Rohan and I banded together with the few other friends who also stayed in town for a lovely dinner at the JW Marriott where we sat before a 360 view of the city from the 64th floor. From here we had the perfect perch to watch the city-wide fireworks show that was to come later. Now, its no secret that I am not the biggest fan of Chinese food, even still after nearly a year here. But I thought what the heck, it's Chinese New Year, a nice hotel, it must be good. When in Rome, right? I won't say anything else about it now except that my views have not changed and may have even been strengthened following a menu that included...pigeon and fried condensed milk. Enough said.

What I was not at all expecting was the magnitude of fireworks and firecrackers being lit across the city. In the States we are so weary of using firecrackers and fireworks because every year the local news channels run stories of little Billy losing his fingers from playing with illegal firecrackers. To this China laughs. It is an unspoken competition every year between the different housing complexes as to who has the bigger and better fireworks display. There is no government sponsored display so everyone takes to the streets with their own. Shanghai is not a spread out city like LA is, it's more Manhattan-esque with apartment and office buildings towering 35+ stories- EVERYWERE. So imagine the wonderment of colorful fireworks going off in between building after building as far as the eye can see for hours on end. I tried taking pictures but they would do no justice. "But Nicole, isn't that dangerous!?" you ask? YES! It is.
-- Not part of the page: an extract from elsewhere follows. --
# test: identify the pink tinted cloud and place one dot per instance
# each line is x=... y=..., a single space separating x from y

This happened in Beijing on the final evening of the Lunar Festival. The newly iconic CCTV complex (dubbed 'The Trousers') saw an incomplete building, which was soon to be the Mandarin Oriental, catch on fire from wayward fireworks that had been launched from an observation deck. (Note: there was no coverage of this in China. All news of the fire comes from international media outlets as many China blogs covering the fire have been blocked or frozen.)
The luxury hotel was supposed to open in Spring but work had been delayed due to the slowing economy.

So the 15 days of the lunar festival are over and hopefully along with it the fireworks and firecrackers at all hours. It was widely noted by several friends who have been here many years that this year was significantly quiet compared to years past, which is crazy to think of since I thought this year was nuts! It looks like the economy has claimed yet another victim.